16日、この日は潮位の関係から集合時間は08:30。天気予報は曇りでしたが集合場所の東京駅前は小雨が降りだしてきてしまいました。ただ集合は無事終了したことから予定通り出発して、この日もまずは海水域での探鳥のため千葉県に向かいました。移動中のバス車内ではわずかな時間ながらこの日海水域で見られる可能性が高いシギチドリ類の解説、また全体的なシギチドリ類の見方についてのコツについて話しながら進め、到着後は長靴に履き替えるなど準備をしていただいてから干潟に向かいました。この日は前日よりのシギチドリ類の数が多いような印象で早速、ダイゼン、ミユビシギ、ソリハシシギ、シロチドリが同時に見られ、さらに進むと数羽で群れているメダイチドリの姿もありました。観察しているとハマシギとミユビシギの混群がどんどん近づいてきたため色みの違いやスタイルの違いを見ることができ、ふいに飛んできたミサゴ、さらに数こそ前日ほどではなかったもののミヤコドリの鮮やかな姿も堪能することができました。そしてこの日も淡水域のシギチドリ類観察にかなり時間がかかるといった読みから、予定よりも30分ほど早く現地を出発しました。途中、サービスエリアで休憩をとり、その後は午後の観察場所まで移動してから一旦、各自昼食の時間としました。昼食後はどんよりとした空から雨が落ちてくる前にということで、まずはバスから離れて歩かなくてはならない今回のメインポイントに向かいました。最初のハス田では3羽のコチドリが佇み、次に訪れた場所では15羽ほどのトウネンが歩き回っていました。おそらくはこの中にヨーロッパトウネンが混じっているだろうと思い探してみましたがそれらしき姿が見られません。そのため次の場所に移動するとまずは8羽のウズラシギが群れ、その後、ハマシギ、キリアイ、オジロトウネン、トウネンといった顔ぶれが見つかり、ここでようやく気になるトウネンを見つけることができ、しばらく観察した後、この個体をヨーロッパトウネンと判断しました。この場所はかなりのシギチドリ類が群れていたことから、想定していた以上の時間を使って観察し、飛翔するムナグロの群れ、そして最後は飛び交うショウドウツバメを見てからここでの観察を終了しました。トイレ休憩を挟んで以降はここまで見られていないシギチドリ類を探してここまで訪れていないポイントをめぐることにしました。ただ最初のポイントにはシギチドリ類の姿はなく、よく見るとオオタカの若い個体がいて納得させられました。ただ次に訪れたポイントでは10羽ほどのツルシギ、同じく10羽ほどのオオハシシギ、さらにはコアオアシシギ、エリマキシギ、タカブシギ、さらには1羽のオグロシギが見られ、4羽のセイタカシギが飛んでいました。ここでも長時間の観察となり時間が押してしまいましたが、最後はわずかな時間ながらクサシギを見てこの日の観察を終了しました。

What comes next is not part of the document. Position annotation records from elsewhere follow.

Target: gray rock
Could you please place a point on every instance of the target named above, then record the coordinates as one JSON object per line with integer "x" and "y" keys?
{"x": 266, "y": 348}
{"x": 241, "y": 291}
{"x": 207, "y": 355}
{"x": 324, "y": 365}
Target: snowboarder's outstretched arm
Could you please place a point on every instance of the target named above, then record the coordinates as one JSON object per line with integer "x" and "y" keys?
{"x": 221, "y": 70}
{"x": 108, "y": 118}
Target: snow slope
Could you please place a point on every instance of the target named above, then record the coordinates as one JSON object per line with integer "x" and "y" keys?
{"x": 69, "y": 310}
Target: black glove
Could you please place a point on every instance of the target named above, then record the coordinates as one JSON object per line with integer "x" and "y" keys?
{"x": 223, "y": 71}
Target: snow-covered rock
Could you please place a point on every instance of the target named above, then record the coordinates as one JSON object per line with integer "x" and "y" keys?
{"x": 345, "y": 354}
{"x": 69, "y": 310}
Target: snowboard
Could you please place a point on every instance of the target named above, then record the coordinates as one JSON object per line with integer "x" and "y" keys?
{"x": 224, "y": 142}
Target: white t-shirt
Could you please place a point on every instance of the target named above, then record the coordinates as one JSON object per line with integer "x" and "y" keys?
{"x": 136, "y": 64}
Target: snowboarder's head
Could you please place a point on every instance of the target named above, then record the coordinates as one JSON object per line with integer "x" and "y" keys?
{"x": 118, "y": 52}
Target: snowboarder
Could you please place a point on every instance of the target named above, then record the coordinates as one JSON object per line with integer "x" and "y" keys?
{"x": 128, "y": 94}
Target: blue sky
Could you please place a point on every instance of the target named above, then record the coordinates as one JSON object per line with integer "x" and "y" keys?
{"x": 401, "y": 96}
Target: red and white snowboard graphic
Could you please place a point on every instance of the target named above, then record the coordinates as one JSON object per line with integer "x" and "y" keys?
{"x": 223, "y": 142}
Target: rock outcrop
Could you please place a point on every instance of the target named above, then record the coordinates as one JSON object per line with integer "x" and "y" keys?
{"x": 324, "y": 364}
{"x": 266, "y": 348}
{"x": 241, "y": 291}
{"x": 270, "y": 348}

この日は集合時に雨が落ちてきてしまい天気が心配なスタートでしたが、その後は晴れ、そして曇りで結果的には雨に打たれることがなく幸いでした。海水域では少ないながらもミヤコドリ、メダイチドリ、ソリハシシギなどが見られ、淡水域では定番のタカブシギ、クサシギ、タシギ、トウネン、コチドリなどを中心に、ツルシギ、アオアシシギ、コアオアシシギ、オオハシシギ、オジロトウネン、ウズラシギ、エリマキシギ、そしてキリアイ、ヨーロッパトウネンといった小型種も豊富に見られました。秋のシギチドリ類観察は難しいですが、またの機会、またシギチドリ類観察にお出かけください。この度はご参加いただきましてありがとうございました。